The election board arrives to make it all official – a supposed PH-balance of conservative and liberal. Changing intonation for their candidate of choice, unable to pronounce the name Bob Barr. Seeking out the residents they know will vote their way, for after all these invalids are former corner neighbors. It’s sloppy and it’s shady and it happens in your city. An untold wealth of voter fraud for Rove to shelter and pity.

Magnifying glasses the size of a skillet to see the tiny words on on the paper print ballot. Shawls, lap robes, bed pans, floral printed mu-mu’s. Glasses bought by Medicaid, unsightly, bulky hearing aids, fingers warped by trials never meant to be described.
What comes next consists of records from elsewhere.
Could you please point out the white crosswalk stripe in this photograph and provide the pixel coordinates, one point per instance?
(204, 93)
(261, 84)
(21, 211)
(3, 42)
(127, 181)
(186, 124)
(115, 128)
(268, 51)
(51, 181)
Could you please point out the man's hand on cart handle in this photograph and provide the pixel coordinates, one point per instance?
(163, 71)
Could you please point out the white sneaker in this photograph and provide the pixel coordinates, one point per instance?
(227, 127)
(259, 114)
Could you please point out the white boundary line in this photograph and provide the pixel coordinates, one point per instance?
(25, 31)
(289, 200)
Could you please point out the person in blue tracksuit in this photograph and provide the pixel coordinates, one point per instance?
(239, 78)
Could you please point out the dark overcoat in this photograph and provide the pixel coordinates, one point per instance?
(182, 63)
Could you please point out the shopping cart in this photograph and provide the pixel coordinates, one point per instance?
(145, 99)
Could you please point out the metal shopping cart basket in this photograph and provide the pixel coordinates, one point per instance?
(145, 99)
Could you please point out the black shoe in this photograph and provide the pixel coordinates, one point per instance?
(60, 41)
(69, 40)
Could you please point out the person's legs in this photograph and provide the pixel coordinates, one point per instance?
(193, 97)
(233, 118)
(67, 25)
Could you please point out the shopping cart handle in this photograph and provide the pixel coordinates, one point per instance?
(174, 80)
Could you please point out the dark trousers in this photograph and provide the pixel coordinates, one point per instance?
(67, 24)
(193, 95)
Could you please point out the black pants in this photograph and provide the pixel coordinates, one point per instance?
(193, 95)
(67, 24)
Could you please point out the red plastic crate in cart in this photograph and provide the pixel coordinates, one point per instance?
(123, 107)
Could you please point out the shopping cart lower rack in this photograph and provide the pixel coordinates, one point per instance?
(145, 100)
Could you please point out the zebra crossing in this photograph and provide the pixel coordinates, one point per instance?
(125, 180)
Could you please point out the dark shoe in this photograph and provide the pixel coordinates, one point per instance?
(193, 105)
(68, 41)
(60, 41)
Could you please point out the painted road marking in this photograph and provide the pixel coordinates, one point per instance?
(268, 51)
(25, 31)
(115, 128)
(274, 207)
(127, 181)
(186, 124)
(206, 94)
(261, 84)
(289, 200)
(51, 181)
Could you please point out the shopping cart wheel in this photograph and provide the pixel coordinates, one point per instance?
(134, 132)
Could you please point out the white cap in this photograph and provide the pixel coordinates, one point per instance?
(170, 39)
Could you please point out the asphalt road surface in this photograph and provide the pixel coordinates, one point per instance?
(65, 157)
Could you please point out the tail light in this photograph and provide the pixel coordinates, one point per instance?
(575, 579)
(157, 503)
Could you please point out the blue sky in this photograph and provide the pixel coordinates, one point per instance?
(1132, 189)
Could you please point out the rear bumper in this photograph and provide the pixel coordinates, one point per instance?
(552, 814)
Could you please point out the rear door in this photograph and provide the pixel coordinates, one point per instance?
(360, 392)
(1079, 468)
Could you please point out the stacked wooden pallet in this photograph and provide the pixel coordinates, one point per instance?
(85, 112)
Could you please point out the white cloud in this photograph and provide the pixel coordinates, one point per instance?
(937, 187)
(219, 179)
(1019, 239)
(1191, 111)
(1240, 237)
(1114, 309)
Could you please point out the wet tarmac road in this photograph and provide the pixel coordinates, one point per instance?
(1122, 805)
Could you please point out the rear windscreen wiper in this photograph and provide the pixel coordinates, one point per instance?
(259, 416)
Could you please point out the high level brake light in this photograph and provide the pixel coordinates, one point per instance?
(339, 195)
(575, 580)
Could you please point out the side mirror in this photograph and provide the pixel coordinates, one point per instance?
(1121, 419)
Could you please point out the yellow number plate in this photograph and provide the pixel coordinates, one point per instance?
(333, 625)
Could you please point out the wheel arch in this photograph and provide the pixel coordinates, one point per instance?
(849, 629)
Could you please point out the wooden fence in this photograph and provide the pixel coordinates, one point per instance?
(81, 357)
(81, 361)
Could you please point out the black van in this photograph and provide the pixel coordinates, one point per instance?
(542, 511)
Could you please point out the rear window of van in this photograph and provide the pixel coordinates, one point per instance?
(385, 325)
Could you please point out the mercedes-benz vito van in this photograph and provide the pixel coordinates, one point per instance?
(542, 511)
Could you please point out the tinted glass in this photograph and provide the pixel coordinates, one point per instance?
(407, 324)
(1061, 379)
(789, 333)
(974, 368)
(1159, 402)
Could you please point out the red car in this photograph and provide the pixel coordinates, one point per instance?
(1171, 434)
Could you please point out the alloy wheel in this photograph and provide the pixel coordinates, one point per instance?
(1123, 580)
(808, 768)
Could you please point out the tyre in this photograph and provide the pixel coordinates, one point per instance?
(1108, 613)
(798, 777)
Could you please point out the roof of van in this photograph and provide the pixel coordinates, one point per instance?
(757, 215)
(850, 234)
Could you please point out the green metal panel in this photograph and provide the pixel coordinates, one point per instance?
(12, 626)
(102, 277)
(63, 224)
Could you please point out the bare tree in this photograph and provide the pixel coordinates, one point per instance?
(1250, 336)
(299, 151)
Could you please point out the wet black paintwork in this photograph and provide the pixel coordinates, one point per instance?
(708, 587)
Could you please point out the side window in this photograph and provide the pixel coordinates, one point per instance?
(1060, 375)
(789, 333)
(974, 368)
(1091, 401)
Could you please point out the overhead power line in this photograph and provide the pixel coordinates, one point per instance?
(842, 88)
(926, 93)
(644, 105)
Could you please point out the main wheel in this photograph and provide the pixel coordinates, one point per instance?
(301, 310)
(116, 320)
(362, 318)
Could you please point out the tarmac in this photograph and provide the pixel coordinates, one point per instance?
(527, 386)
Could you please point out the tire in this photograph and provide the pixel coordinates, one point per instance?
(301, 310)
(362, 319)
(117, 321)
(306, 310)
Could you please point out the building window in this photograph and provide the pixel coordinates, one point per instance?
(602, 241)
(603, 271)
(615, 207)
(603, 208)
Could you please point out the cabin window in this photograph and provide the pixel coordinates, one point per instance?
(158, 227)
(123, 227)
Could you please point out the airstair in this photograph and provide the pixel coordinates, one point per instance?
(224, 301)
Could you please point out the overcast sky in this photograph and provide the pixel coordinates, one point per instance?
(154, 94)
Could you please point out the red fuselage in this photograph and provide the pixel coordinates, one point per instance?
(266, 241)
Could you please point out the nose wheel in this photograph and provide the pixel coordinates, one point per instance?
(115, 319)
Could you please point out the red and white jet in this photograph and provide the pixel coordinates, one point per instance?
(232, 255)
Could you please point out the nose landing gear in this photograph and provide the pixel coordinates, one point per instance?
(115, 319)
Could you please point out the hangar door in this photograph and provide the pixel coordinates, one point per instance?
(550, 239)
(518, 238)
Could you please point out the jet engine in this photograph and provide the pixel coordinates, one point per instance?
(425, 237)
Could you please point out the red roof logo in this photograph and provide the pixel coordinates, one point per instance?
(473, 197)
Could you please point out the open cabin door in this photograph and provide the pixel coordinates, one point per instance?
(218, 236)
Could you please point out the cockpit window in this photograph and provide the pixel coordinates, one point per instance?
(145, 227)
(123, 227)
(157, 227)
Hair the color of poster paint or gray as Scranton April, or bald and Excemaed, flaky reminders of indignities received like communion. The grace of the aging, a stiff-jointed sureness, resides in their liberal usage of silence.

What motivates them? War bonds, GM cars and Uncle Sam Madonnas. A tireless courage that saw them through wars, their success earned them television – their success snuffed the source.

And now they do what they can: check marks like lightning bolts you draw in grade school skies, shivered from their medicine that stalls the full moon tide. And they wheel themselves out like they’ve been to confession, or donated patriot blood.

Nowhere is it written that you can’t be old and proud. There’s valor in the simple act, backed by lives of actions loud. May we be so fortunate, may we be so blessed, to ride our wheelchairs high.